The best cup of coffee in San Diego requires the patience of a saint and the purse of a king. It will cost you $11 for a cup or $50 for an 8-ounce bag, and the latest batch won’t be available until April. Which gives you plenty of time to figure out just how badly you want a cup of Bird Rock Coffee Roasters’ Geisha varietal, and what you’re willing to do to get it.
“When you hear about the price, you don’t know what to expect,” said Chuck Patton, owner of Bird Rock Coffee Roasters and the man who introduced the Geisha to San Diego in 2007. “But when people taste it, they say, ‘Oh, I get it now.’”

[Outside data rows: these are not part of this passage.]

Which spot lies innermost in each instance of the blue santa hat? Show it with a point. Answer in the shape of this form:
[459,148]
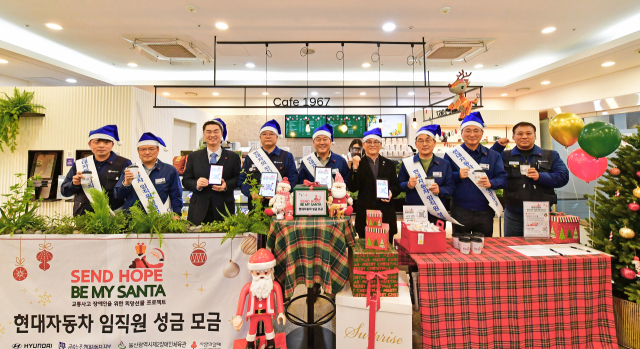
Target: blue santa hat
[271,125]
[376,134]
[149,138]
[324,130]
[109,132]
[223,126]
[429,130]
[473,119]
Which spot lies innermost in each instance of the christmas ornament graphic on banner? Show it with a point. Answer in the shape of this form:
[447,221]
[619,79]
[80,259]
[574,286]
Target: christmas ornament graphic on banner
[44,256]
[199,254]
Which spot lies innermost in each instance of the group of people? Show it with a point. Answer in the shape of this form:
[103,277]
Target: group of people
[469,174]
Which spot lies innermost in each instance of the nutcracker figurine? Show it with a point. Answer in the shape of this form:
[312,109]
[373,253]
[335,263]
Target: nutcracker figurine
[265,297]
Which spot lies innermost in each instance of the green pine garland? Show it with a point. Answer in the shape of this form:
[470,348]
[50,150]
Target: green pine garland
[612,213]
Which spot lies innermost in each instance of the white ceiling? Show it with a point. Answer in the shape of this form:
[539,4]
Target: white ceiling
[91,46]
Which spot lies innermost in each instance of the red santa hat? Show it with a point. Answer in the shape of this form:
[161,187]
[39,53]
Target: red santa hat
[285,182]
[261,260]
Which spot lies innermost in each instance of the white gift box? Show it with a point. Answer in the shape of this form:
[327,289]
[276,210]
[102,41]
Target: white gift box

For proof, Patton offered a taste of his most recent, and recently celebrated, vintage. Last month in San Francisco, Bird Rock Coffee Roasters’ naturally processed Geisha varietal from the Lino Lot on the Esmeralda Estate in Panama won a 2016 Good Food Award in the highly competitive coffee category. It was one of only three winners from California and the only selection from San Diego.
So what does the best, and apparently most expensive, cup of coffee in San Diego taste like? Given the long and arduous journey it made from the high hills of Panama to your cup, it should taste like sweat and trouble, with lingering notes of obsession and drama. The fact that it tastes more like a summer garden party with a whiff of piña colada is just one of its elusive charms.
Officially, the coffee is named after Gesha, the town in Ethiopia where it was discovered. Somewhere along the way, “Gesha” morphed into “Geisha,” a name that captures the coffee in all its quietly temperamental glory.
Not to be confused with the hard-to-find kopi luwak coffee, which is produced from coffee beans that have been digested by the civet cat and can sell for $35 to $100 a cup, Geisha coffee is produced in the usual (poop-free) way, but under demanding conditions.
The Geisha shrubs must grow at high altitude, or the coffee will be bitter. Even under the best of circumstances, crop yields are stingy. The beans are delicate and demand precision roasting. Too much heat, and you kill them. Too little heat, and all those award-winning, customer-seducing flavors stay locked away.
“It’s pretty much a pain from start to finish,” Patton said cheerfully, as he set up a side-by-side “cupping” comparison of the Geisha and a Sumatra coffee in Bird Rock Coffee Roasters’ Little Italy shop, one of three in town. “But people look forward to it every year. And when they try it, it opens them up to what coffee can be. When you taste something like this, you realize there is more to coffee than what you’re getting at 7-Eleven.”
Like professional wine tasting, cupping involves sniffing, slurping and savoring, but not much in the way of swallowing. We started by sniffing a small glass dish of ground Sumatra beans. They smelled earthy and a little flat. Your basic Eau de Cubicle.
Then we sniffed the Geisha, and the difference was so huge, I think I gasped a little. It smelled light, vaguely fruity and slightly nutty. Less like earth and more like the air outside a cabana.
Then Patton poured hot water over the grounds, and after letting them steep for four minutes, we dipped our spoons below the crust and smelled again. When we finally tasted it, Patton found jasmine in the background and tropical fruit and berry in the foreground. I found myself thinking I needed a new word for coffee, because the delicately perfumed Geisha was something else entirely.
“The first time I tried it, my reaction was, ‘Wow.’ It was wow-inducing,” Patton said of the Geisha sample he tried in 2007. “What struck me was how un-coffee-like it was. It was so sweet, it almost tasted artificial. It was like someone put a tablespoon of sugar in it, and I couldn’t wrap my head around how that could be.”
When the Bird Rock baristas make you a cup, the three-minute process will start with the grinding of the beans, followed by pouring 200-degree water over the grounds in carefully timed pulses.
If they do not strongly suggest your refrain from polluting it with milk and sugar, it is only because they assume you know that already.
Like San Diego’s craft-beer scene, our burgeoning artisanal-coffee movement is passionate and a little fetish-y. Patton hopes this attention to detail is less a turnoff than an indication of how far our palates have come.
“But you’re still going to tell me I can’t put milk in this, right?” I asked.
“Yeah,” he said, smiling sheepishly, bowing to the Geisha to the unbitter end.